Authors: Maja Rudolph, Francisco Ruiz, Susan Athey, David Blei

NeurIPS 2017 | Conference PDF | Archive PDF | Plain Text | LLM Run Details

Reproducibility Variable Result LLM Response
Research Type Experimental Our quantitative results show that sharing the context vectors provides better results, and that amortization and hierarchical structure give further improvements. Data. We apply the S-EFE on three datasets: Ar Xiv papers, U.S. Senate speeches, and purchases on supermarket grocery shopping data.
Researcher Affiliation Academia Maja Rudolph Columbia Univ. maja@cs.columbia.edu Francisco Ruiz Univ. of Cambridge Columbia Univ. Susan Athey Stanford Univ.
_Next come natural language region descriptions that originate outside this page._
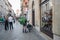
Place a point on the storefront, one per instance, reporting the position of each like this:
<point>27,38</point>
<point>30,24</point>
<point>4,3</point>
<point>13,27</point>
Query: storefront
<point>46,17</point>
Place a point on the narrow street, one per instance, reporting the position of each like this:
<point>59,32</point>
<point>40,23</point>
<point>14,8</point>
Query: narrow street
<point>17,34</point>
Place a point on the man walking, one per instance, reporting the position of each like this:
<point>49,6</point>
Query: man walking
<point>10,19</point>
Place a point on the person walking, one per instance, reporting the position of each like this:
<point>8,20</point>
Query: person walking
<point>10,19</point>
<point>6,23</point>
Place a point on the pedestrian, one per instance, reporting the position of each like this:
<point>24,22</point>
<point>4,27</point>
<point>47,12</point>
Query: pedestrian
<point>25,24</point>
<point>6,23</point>
<point>10,19</point>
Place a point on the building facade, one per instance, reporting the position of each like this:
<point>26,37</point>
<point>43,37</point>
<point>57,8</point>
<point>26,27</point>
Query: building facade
<point>5,7</point>
<point>44,15</point>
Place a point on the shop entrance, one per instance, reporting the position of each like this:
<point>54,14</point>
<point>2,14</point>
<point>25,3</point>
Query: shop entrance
<point>46,23</point>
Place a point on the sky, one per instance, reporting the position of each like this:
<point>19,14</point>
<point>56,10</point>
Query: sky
<point>15,4</point>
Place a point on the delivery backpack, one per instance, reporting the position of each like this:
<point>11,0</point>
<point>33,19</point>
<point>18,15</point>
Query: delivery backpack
<point>22,20</point>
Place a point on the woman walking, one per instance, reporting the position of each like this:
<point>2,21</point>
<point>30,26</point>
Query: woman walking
<point>6,23</point>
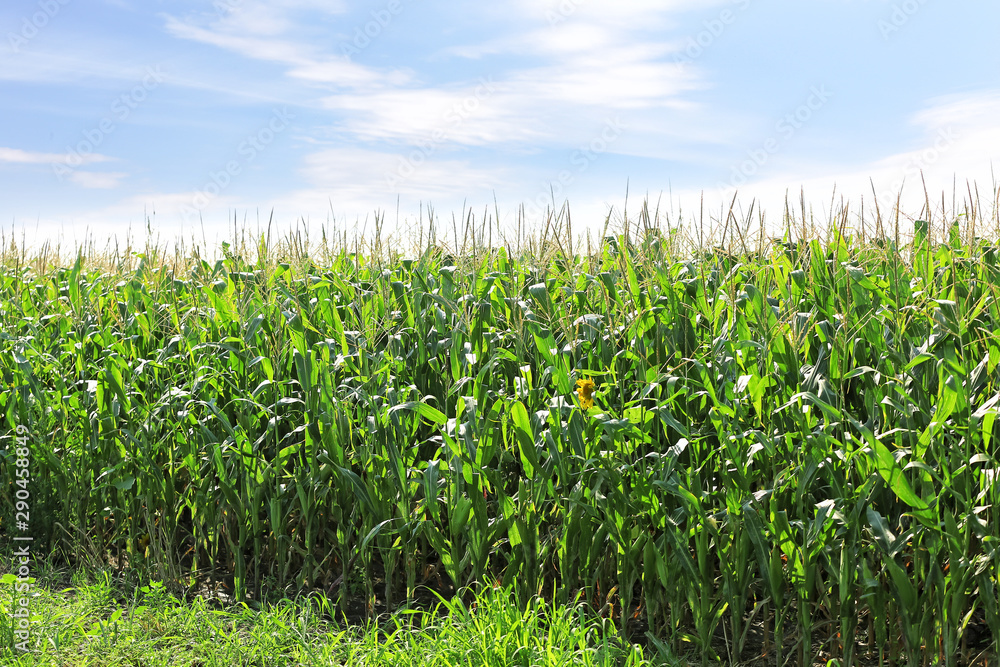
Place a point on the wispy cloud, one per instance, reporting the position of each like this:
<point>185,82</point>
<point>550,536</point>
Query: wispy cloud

David Blei Columbia Univ.
Pseudocode No The paper describes the mathematical formulations and steps of the S-EFE model but does not present them in a structured pseudocode block or algorithm listing.
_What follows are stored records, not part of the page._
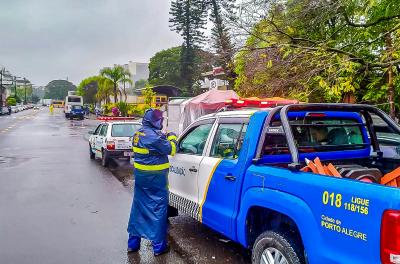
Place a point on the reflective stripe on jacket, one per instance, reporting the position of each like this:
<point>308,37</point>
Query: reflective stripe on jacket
<point>151,149</point>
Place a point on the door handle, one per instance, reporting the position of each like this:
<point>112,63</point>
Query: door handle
<point>230,177</point>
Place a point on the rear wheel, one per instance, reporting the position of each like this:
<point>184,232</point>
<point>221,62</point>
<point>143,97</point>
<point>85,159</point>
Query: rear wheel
<point>92,156</point>
<point>272,247</point>
<point>104,158</point>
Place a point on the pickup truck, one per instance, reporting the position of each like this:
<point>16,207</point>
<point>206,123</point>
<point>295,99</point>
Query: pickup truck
<point>240,173</point>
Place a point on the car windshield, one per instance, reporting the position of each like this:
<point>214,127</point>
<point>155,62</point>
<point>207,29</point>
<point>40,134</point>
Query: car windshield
<point>124,130</point>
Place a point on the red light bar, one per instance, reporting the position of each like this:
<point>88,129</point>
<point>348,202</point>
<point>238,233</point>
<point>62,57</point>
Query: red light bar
<point>316,115</point>
<point>115,118</point>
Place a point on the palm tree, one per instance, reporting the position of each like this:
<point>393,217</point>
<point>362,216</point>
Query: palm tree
<point>105,89</point>
<point>115,75</point>
<point>124,80</point>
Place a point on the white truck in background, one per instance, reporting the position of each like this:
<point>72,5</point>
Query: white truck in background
<point>70,100</point>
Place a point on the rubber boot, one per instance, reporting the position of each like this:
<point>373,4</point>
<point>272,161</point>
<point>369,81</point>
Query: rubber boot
<point>160,248</point>
<point>133,244</point>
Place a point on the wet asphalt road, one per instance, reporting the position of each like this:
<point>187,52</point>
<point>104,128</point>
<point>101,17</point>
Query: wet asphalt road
<point>58,206</point>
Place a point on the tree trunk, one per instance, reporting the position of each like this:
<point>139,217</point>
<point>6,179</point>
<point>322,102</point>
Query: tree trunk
<point>390,76</point>
<point>115,93</point>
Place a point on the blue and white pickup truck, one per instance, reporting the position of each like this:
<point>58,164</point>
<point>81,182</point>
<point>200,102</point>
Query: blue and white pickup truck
<point>238,172</point>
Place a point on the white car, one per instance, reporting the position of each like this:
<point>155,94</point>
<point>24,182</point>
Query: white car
<point>112,139</point>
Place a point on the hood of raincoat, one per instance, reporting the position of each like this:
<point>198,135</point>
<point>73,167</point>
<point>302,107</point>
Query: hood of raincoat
<point>153,118</point>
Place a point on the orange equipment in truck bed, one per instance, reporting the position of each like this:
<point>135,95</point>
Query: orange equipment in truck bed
<point>392,178</point>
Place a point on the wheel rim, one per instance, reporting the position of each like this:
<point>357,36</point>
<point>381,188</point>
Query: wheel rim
<point>273,256</point>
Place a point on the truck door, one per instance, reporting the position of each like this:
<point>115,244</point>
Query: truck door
<point>218,179</point>
<point>100,139</point>
<point>93,138</point>
<point>184,168</point>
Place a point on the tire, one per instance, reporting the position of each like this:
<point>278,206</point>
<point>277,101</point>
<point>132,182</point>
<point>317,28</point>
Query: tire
<point>277,245</point>
<point>92,156</point>
<point>104,158</point>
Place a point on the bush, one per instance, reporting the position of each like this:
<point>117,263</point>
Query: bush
<point>11,101</point>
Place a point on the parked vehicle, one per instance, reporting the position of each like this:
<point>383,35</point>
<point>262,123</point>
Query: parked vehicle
<point>242,174</point>
<point>77,111</point>
<point>4,110</point>
<point>112,139</point>
<point>71,100</point>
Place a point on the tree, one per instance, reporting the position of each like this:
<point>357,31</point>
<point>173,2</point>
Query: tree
<point>126,79</point>
<point>322,50</point>
<point>35,99</point>
<point>88,89</point>
<point>142,82</point>
<point>165,68</point>
<point>188,19</point>
<point>11,101</point>
<point>115,75</point>
<point>58,89</point>
<point>106,87</point>
<point>221,38</point>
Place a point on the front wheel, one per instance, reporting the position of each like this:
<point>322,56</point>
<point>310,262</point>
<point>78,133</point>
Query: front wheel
<point>104,158</point>
<point>272,247</point>
<point>92,156</point>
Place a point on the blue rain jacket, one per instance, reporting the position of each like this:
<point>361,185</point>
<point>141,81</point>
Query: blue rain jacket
<point>148,218</point>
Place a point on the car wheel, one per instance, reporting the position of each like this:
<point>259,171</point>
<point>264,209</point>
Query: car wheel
<point>104,158</point>
<point>272,247</point>
<point>92,156</point>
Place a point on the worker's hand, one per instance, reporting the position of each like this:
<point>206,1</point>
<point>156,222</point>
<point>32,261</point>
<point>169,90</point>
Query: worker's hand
<point>172,136</point>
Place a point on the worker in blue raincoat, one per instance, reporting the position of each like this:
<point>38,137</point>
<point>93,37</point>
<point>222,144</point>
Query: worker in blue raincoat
<point>148,218</point>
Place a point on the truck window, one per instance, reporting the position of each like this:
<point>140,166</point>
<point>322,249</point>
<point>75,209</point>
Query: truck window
<point>195,141</point>
<point>389,141</point>
<point>103,131</point>
<point>228,141</point>
<point>124,130</point>
<point>317,135</point>
<point>97,131</point>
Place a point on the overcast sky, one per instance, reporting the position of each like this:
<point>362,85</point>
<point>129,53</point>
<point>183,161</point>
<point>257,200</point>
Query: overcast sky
<point>44,40</point>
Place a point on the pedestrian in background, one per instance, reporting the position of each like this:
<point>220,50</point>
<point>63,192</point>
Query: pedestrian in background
<point>148,218</point>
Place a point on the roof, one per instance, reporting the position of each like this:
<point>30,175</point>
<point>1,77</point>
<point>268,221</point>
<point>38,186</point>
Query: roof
<point>235,113</point>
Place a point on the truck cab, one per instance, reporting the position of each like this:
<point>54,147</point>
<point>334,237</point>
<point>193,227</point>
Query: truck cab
<point>242,174</point>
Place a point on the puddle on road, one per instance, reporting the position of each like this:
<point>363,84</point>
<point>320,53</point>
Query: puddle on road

Open Source Code Yes Code is available at https://github.com/mariru/structured_embeddings
Open Datasets No Ar Xiv papers: This dataset contains the abstracts of papers published on the Ar Xiv under the 19 different tags between April 2007 and June 2015. Senate speeches: This dataset contains U.S. Senate speeches from 1994 to mid 2009. Grocery shopping data: This dataset contains the purchases of 3, 206 customers. The data covers a period of 97 weeks. The paper mentions these datasets but does not provide specific links, DOIs, or citations with author/year for public access to the versions used.
Dataset Splits Yes We split the abstracts into training, validation, and test sets, with proportions of 80%, 10%, and 10%, respectively. We split the speeches into training (80%), validation (10%), and testing (10%). We split the data into a training, test, and validation sets, with proportions of 90%, 5%, and 5%, respectively.
Hardware Specification No The paper does not provide specific details about the hardware used for running the experiments, such as GPU or CPU models.
Software Dependencies No We implement the hierarchical and amortized S-EFE models in Tensor Flow (Abadi et al., 2015), which allows us to leverage automatic differentiation. The paper mentions TensorFlow but does not provide a specific version number.
Experiment Setup Yes For text we set the dimension of the embeddings to K = 100, the number of hidden units to H = 25, and we experiment with two context sizes, 2 and 8. In the shopping data, we use K = 50 and H = 20, and we randomly truncate the context of baskets larger than 20 to reduce their size to 20. For both methods, we use 20 negative samples. For text, we use a minibatch size of N/10000, where N is the size of the corpus, and we run 5 passes over the data; for the shopping data we use N/100 and run 50 passes. We use the default learning rate setting of Tensor Flow for Adam (Kingma and Ba, 2015). The weights are drawn from a uniform distribution bounded at K + H (Glorot and Bengio, 2010). Finally, for each method we choose the regularization variance from the set {100, 10, 1, 0.1}, also based on validation error.